The Menil Collection says its former Byzantine Fresco Chapel, now the Fresco Building, will reopen in late 2027 with a site-specific installation by Teresita Fernández. The project is being timed to the museum’s 40th anniversary and sits alongside other campus upgrades, including the Menil House restoration and bookstore renovation.

The Menil Collection says its former Byzantine Fresco Chapel, now called the Fresco Building, will reopen in late 2027 with a new site-specific installation by Teresita Fernández.

The announcement, made June 17, 2026, places the reopening in the same year the museum marks its 40th anniversary. The Menil said the space will continue its role as a venue for semi-permanent, single-artist commissions.

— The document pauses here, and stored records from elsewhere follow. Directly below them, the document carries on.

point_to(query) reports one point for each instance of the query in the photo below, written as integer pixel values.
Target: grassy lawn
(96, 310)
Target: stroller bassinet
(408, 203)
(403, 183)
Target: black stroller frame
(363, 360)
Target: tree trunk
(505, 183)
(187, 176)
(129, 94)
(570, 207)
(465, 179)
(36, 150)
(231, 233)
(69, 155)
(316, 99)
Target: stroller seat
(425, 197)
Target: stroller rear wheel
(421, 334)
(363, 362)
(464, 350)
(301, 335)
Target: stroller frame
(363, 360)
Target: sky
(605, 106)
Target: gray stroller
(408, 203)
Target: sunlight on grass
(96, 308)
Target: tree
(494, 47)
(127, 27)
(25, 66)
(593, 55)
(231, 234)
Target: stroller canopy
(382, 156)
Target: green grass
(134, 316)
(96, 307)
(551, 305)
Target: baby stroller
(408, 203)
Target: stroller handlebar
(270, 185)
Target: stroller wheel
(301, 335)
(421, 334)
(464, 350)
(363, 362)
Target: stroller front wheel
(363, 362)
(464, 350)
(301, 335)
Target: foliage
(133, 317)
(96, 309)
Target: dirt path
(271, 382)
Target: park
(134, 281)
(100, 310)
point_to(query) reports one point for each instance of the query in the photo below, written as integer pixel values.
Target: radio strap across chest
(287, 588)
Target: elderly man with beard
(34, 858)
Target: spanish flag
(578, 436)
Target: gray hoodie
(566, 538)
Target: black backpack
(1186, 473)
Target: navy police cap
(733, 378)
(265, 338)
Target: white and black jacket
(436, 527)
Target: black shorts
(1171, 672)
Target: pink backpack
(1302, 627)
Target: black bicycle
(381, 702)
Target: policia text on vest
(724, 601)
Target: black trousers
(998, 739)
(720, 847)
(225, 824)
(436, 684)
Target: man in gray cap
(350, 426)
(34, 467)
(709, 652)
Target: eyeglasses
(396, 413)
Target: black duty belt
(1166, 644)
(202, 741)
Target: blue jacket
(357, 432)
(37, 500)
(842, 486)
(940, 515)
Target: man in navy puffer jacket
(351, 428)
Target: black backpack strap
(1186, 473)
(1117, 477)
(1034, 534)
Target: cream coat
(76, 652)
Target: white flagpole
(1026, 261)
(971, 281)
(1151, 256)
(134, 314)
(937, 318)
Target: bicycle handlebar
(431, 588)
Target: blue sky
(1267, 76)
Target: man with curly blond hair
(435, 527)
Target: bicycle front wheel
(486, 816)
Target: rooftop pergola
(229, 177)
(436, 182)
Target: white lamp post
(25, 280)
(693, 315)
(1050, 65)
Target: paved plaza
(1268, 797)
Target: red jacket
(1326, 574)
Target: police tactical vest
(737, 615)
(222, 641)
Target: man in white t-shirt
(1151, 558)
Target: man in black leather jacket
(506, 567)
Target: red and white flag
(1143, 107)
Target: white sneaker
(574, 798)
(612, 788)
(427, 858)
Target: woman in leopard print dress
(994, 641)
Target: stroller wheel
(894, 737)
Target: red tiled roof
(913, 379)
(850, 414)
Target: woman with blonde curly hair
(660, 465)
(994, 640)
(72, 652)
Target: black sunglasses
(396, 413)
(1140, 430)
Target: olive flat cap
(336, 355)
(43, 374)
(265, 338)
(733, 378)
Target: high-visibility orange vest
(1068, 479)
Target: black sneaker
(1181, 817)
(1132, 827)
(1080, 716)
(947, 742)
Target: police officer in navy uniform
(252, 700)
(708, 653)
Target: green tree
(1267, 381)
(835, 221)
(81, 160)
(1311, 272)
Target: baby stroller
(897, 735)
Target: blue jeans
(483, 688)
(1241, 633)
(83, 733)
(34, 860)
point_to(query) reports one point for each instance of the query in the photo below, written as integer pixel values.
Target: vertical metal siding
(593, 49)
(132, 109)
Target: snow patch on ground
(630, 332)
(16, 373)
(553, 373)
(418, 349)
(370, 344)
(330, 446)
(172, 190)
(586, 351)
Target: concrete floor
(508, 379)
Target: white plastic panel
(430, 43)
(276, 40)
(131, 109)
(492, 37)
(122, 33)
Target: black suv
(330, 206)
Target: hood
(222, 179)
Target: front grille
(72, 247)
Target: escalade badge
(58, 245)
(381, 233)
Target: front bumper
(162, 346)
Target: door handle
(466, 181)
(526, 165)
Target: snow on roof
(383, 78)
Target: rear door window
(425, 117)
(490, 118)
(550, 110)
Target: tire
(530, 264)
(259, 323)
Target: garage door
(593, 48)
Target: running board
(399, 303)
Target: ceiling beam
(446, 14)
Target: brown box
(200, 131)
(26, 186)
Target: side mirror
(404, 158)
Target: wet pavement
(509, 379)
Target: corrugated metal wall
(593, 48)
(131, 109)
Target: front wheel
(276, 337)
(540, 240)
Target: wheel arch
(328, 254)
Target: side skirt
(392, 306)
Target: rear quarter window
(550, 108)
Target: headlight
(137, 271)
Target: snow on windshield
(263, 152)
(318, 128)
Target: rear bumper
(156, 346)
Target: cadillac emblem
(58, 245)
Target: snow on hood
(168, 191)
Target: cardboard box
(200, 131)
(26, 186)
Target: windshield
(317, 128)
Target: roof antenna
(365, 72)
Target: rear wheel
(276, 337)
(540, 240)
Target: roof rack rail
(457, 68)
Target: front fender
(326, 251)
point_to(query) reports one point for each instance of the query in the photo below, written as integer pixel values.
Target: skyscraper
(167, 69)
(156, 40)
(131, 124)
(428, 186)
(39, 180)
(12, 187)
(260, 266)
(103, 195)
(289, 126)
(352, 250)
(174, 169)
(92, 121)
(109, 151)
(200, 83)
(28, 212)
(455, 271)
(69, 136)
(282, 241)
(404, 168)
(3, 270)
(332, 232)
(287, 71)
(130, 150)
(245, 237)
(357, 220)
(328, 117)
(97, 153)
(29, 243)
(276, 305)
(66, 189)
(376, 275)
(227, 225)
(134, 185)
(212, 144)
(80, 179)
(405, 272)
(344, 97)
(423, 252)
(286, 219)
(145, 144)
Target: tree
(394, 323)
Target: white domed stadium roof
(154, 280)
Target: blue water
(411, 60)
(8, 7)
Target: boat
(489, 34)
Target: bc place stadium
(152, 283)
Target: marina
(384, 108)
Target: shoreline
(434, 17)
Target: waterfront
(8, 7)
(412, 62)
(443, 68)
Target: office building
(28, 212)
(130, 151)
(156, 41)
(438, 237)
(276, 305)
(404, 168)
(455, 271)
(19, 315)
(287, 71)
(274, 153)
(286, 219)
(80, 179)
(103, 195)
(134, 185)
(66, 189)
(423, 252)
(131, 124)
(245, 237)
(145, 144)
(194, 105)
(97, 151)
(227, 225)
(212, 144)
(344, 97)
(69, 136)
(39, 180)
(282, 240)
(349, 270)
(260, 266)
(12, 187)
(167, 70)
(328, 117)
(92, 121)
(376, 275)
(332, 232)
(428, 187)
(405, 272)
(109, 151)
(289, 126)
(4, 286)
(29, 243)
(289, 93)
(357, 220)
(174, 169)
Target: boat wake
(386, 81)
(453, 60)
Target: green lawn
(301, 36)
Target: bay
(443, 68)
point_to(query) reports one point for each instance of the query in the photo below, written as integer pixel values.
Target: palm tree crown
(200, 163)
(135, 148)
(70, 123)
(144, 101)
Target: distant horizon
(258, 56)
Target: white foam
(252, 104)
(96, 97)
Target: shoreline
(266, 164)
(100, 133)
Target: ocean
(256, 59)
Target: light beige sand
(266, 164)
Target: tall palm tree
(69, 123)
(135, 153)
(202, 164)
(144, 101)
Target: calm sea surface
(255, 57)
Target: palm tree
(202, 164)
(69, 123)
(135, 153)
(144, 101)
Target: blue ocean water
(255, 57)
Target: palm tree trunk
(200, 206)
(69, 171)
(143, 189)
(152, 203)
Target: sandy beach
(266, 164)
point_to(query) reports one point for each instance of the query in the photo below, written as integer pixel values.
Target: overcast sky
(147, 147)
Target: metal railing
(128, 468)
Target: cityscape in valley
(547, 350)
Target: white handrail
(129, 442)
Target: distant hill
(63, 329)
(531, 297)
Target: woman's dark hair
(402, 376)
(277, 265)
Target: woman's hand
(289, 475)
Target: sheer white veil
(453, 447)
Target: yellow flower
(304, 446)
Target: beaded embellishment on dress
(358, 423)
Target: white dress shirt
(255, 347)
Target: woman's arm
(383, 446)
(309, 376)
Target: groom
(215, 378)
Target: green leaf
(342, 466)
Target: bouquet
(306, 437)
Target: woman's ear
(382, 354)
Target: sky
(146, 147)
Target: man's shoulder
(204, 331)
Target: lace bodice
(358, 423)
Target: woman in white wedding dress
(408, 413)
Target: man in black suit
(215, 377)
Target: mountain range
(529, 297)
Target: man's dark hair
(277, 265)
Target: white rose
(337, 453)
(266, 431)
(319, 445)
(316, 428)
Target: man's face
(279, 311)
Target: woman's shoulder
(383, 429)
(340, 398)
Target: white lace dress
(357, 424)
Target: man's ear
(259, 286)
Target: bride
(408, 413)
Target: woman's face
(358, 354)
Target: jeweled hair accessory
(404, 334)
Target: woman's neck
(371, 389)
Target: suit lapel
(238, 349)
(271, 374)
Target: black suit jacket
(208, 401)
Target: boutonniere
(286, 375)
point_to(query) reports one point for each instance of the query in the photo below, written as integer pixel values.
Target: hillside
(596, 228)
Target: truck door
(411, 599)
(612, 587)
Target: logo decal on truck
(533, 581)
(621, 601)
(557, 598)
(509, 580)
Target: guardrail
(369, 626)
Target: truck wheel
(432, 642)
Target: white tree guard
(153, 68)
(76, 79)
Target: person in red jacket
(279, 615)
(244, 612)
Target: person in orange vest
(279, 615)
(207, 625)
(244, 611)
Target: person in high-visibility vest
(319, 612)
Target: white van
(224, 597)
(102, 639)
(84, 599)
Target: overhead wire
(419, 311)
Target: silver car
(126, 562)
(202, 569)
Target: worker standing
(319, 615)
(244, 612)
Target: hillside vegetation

A building with a shifting history

The building first opened in 1997 as the Byzantine Fresco Chapel Museum, created to display 13th-century Byzantine frescoes. It was later repurposed by the Menil, and the museum now says Fernández will lead the next major reimagining of the space.

Fernández, who is based in Brooklyn, is known for large-scale work that often engages landscape, spirituality and spatial experience. The Menil said the new installation will explore landscape, spirituality and the human condition.

Part of a broader campus plan

Menil Director Rebecca Rabinow said the new work will join the museum’s other single-artist buildings: the Cy Twombly Gallery and the Dan Flavin Installation at Richmond Hall.

The Fresco Building project is also part of a wider set of campus updates slated for 2027. The Menil said the Menil House restoration and Menil Bookstore renovation are both expected to be completed that year.

The museum has not yet released a separate public project page with renderings or a fuller construction timetable, and details of Fernández’s installation have not been disclosed beyond its site-specific format.